L’entrée en fonctions d’un président du conseil est un rituel codifié, comportant ce qu’il faut de lenteurs pour que les observateurs aient le temps de scruter le moindre détail. Certains cherchent, en profitant de ce moment d’attention maximale, à marquer les esprits, comme Giuseppe Conte. Pour son intronisation, en 2018, ce dernier était arrivé au palais du Quirinal en taxi, refusant de façon un peu théâtrale le confort feutré des voitures aux vitres teintées que les partis « antisystème » ont l’habitude de critiquer comme l’un des mille et un privilèges de la caste des puissants.

Son successeur, Mario Draghi, s’est refusé, vendredi 12 février, la moindre fioriture. Tout juste les commentateurs des chaînes de télévision auront-ils relevé, en le voyant apparaître sur l’esplanade, que l’ancien président de la Banque centrale européenne (BCE) s’est présenté, comme à son habitude, en veste, sans manteau. Puis, à 19 heures précises, il a franchi le seuil de la présidence pour se rendre auprès du chef de l’Etat, Sergio Mattarella, et « lever la réserve » avec laquelle il avait accepté neuf jours plus tôt la proposition de diriger le 67gouvernement de la République italienne.

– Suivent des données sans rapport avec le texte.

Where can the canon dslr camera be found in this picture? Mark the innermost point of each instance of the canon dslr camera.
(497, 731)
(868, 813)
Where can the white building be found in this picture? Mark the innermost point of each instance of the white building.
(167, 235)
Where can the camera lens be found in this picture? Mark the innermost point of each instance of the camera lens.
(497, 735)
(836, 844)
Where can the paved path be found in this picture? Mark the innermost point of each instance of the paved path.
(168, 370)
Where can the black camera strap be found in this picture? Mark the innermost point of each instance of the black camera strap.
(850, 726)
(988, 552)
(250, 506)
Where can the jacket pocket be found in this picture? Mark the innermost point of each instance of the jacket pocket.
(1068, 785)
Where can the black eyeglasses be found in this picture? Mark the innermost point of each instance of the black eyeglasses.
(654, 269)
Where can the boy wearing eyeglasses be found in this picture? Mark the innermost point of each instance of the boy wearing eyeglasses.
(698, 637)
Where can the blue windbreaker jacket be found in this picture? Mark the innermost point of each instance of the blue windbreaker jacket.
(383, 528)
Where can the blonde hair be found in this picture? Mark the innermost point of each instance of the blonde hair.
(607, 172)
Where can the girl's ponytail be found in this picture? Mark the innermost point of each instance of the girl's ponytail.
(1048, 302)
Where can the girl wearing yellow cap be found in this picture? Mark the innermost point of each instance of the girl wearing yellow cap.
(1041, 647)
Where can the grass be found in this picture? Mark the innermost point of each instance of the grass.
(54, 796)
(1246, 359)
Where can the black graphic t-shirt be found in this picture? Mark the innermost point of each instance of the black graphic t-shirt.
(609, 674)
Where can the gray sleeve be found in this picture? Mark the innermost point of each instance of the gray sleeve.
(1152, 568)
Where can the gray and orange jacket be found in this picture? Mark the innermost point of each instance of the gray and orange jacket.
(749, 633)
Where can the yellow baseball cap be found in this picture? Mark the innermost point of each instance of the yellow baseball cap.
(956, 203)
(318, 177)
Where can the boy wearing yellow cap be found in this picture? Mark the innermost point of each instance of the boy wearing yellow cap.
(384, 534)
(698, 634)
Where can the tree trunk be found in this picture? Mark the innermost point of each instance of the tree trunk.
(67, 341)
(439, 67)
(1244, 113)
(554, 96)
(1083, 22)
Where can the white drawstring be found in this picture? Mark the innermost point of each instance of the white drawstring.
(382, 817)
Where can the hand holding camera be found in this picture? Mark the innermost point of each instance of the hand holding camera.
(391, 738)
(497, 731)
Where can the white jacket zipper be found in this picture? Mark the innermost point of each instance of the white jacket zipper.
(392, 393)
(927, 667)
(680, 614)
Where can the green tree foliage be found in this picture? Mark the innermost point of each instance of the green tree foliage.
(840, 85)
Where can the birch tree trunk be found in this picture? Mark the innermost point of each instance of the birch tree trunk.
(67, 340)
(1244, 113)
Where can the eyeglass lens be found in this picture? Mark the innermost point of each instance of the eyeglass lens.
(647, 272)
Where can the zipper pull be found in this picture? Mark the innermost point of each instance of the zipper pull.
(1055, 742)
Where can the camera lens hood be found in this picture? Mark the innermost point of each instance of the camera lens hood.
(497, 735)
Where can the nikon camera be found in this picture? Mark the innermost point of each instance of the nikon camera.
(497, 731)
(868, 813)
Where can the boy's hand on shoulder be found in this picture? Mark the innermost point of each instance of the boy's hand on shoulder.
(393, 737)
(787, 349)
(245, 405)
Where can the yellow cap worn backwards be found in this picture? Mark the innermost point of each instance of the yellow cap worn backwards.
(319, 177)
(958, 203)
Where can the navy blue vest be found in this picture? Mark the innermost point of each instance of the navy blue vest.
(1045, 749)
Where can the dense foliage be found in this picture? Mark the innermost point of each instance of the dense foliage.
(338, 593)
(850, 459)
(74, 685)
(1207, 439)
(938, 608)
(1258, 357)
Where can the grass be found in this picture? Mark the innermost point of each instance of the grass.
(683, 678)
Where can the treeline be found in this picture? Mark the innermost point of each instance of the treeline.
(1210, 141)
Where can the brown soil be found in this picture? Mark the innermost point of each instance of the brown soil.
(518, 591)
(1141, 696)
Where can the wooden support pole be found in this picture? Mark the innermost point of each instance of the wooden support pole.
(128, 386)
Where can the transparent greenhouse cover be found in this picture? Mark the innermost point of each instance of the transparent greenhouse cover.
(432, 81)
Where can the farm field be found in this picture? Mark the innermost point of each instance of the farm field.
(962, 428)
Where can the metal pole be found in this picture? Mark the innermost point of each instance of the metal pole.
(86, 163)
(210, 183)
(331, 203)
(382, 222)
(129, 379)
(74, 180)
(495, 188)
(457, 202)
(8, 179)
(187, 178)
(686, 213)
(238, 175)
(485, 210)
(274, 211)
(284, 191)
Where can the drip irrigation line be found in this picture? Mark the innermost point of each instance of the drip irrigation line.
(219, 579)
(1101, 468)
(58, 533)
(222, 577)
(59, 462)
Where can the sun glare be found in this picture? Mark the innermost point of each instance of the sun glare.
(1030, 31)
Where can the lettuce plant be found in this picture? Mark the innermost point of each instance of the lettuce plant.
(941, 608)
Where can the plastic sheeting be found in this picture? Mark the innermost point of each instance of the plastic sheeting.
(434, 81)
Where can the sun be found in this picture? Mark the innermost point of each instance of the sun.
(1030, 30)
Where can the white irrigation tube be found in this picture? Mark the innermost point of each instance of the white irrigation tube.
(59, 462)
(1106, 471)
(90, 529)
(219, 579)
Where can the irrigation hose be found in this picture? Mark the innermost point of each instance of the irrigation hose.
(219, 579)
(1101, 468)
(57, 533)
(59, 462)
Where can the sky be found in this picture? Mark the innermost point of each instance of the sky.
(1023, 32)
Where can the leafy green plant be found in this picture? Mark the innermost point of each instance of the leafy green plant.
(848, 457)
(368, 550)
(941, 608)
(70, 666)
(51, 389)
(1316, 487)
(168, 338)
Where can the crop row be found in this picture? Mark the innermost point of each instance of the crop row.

Une communication verrouillée

Toute la journée, sur les réseaux sociaux et les chaînes d’information, responsables politiques et experts se sont succédé pour gloser à l’infini sur la moindre rumeur, masquant à grand-peine le fait qu’ils n’avaient simplement pas de grain à moudre. Pas de fuites, une communication verrouillée et caractérisée par la plus grande économie de mots possible.

Pendant des années, à la tête de la Banque d’Italie puis de la BCE, Mario Draghi a calibré jusqu’à ses silences, veillant à ne pas prononcer le moindre son qui puisse provoquer un emballement des marchés ; âgé de 73 ans et totalement absent des réseaux sociaux, il ne risquait pas de se muer en décideur volubile. Là réside sans doute la rupture la plus évidente entre le gouvernement Draghi et ses prédécesseurs.

Lire notre éditorial : Mario Draghi, le pari politique de l’Italie

Après un court entretien avec Sergio Mattarella, qui aura, du début à la fin de la crise, joué un rôle décisif dans le cours des événements, le président du conseil, désormais intronisé, s’est présenté devant les journalistes pour lire la liste des vingt-trois ministres retenus. Puis, après avoir annoncé que la passation des pouvoirs et la prestation de serment se tiendraient samedi à midi, il a remercié son auditoire et regagné la coulisse.

La première surprise, au vu de la liste énoncée par le nouveau président du conseil, tient dans le nombre élevé de ministères (quinze, soit les deux tiers du total) occupés par des « politiques ». Plutôt que de réserver la quasi-totalité des postes à des ministres « techniques », ne conservant aux partis qu’une représentation symbolique, Mario Draghi a choisi de les impliquer le plus possible dans les travaux de l’exécutif, pour les forcer à soutenir activement son action.